Prediction two: Any new service that intends to compete with Digg, Flickr, del.icio.us, and similar, that don’t recognize Bill Burnham’s walled garden factors will fail.
RSS syndication and tagging, with the upcoming additions of structured blogging and microformats are changing everything.
It’s about sharing with your circle of friends, your community, and if you want, your world. Hasn’t it always been?
In many ways, Memeorandum, and Tail Rank, and TagCloud are hinting at the future. And MySpace actually, if it doesn’t screw up, is in a good place since it’s used more as a primary blogging presence then as an additional outlet. And more than that, it’s becoming a brand.

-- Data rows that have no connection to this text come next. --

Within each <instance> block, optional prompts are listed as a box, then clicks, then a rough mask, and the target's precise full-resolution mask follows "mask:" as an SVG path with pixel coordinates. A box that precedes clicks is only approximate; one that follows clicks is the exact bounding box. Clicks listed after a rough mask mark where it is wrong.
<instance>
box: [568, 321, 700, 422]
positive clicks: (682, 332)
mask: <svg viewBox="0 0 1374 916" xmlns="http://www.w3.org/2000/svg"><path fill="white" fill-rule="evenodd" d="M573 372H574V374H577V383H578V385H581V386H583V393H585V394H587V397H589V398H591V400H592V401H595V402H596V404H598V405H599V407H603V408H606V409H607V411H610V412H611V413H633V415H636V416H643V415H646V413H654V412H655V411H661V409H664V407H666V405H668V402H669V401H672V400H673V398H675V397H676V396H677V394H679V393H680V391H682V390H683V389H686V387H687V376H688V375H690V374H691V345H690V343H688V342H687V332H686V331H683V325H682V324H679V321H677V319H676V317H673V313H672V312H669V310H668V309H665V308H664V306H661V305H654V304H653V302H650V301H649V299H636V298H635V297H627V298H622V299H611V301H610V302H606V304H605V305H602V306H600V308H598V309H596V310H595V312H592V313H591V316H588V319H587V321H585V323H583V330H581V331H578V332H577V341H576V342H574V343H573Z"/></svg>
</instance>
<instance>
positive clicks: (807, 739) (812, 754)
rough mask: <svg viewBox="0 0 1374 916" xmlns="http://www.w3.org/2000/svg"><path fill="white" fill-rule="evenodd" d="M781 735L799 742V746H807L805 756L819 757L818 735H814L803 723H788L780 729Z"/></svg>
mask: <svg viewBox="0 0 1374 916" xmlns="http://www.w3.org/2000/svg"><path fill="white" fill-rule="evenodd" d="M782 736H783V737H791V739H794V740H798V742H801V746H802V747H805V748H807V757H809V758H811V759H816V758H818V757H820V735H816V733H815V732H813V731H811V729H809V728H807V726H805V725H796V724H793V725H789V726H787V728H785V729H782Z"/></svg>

But boy is this a brual post. Personally, it speaks to where I want to take Philly Future: Right now there needs to be some original works posted to provide focus – but long term – those original works should only come from your blogs, and Philly Future should provide additional functionality to share and to highlight them without repeating yourself in anyway.
This post follows related posts at Jeff Jarvis’s and David Weinberger’s (who is looking for service examples that allow you to use your social network as your news filter).
So the title of this post was a vain attempt to copy from folks like Jeremy and use a provocative headline to get you to read. It work?
No apology necessary Karl. I think the reason RawSugar doesn’t fall so neatly into this group (and I’m not commenting on any of the other services) is because our core value add is what we do with the content posted by our members, the powerful–and different–search we have. Also, it’s no longer true that content only comes into RS:
– we offer simple to use, highly customizable JavaScript members use to add a topic (tag) box to their own site
– next week we’ll be debuting an API that pretty much covers 100% of our functionality so developers can create ways to use and interact with the service independent of our implementations
Exciting times, man, exciting times.
Indeed they are Bill. If you could have RawSugar accept RSS input you’d be ahead of the curve.